Am 11.10.2010 19:15, schrieb Oliver Hartkopp:
> On 11.10.2010 17:24, Wolfgang Grandegger wrote:
>> On 10/11/2010 05:01 PM, "Müller, René" wrote:
>
>
>>> Now we have two cases, one with missing frames and one without:
>>> Case 1:
>>>  - candump -l -s2 can0 -> logging in an file which is stored in RAM
>>>  - we get all messages in the logfile
>>>
>>> Case 2:
>>>  - candump -l -s2 can0 -> logging in an file which is stored on an 
>>> CompactFlash-card
>>>  - the CF-card is connected via the IDE-interface without DMA (we don't get 
>>> DMA working with the CF-card, unfortunately it only works with harddrives)
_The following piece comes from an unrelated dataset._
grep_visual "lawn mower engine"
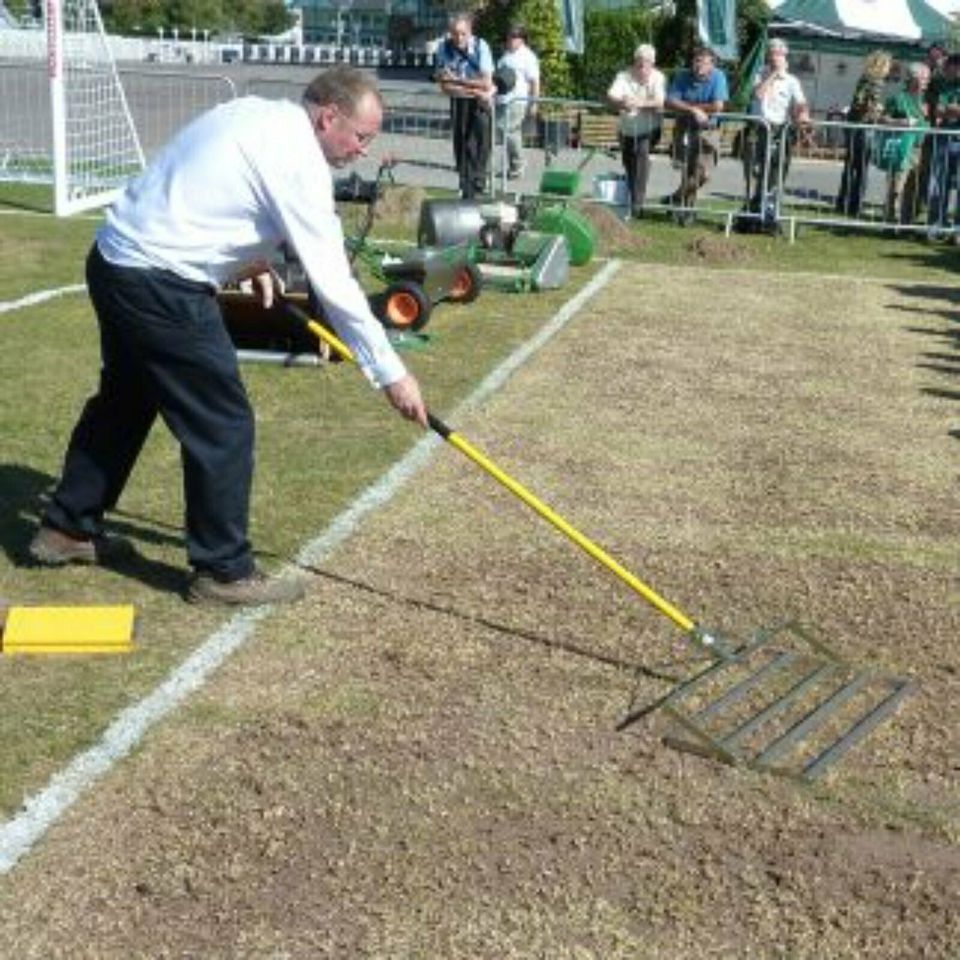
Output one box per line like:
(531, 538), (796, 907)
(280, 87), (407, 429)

>>>  - we are loosing messages:
>>>    - every 35s we are missing messages in blocks, never we are missing 1 
>>> message, always 5-6 at once
>>>
>>> Anyone had similar problems? Any hints?
>>
>> Sounds like a receive buffer overrun when the application is not able to
>> read messages fast enough. You could use setsockopt(... ,SOL_SOCKET,
>> SO_RCVBUF, ....) to increase the buffer size. It's also possible to
>> detect dropped CAN frames as described here:
>>
>> http://www.mail-archive.com/[email protected]/msg00861.html
>
> ACK.
>
> With the '-d' Option you are able to detect dropped CAN frames in the socket's
> receive buffer.
>
> Regarding the ' -r <size> ' option to increase the receive buffer you need to
> keep in mind that this can only fix temporary problems.
>
> Whenever the candump tool writes the logfile to the filesystem, the filesystem
> may block the userspace application until the write is done.
>
> When the input stream is *always* faster than the filesystem (especially on a
> non-DMA CF-Card) the any receive buffer will overflow by the time ...

We tried an increased buffer with no success. Additional we used the '-d' 
option. We are loosing no frames if we have no IDE-traffic. We tried to log to 
RAM with candump and some dd to CF-card in another console and had the problem 
again. The candump tool reported dropped frames.

It seems to be related to the IDE-access, because candump to RAM should be able 
to get all frames. The performance of the output stream shouldn't be an problem 
by design, because we are able to write ~5MB/s to the CF-card.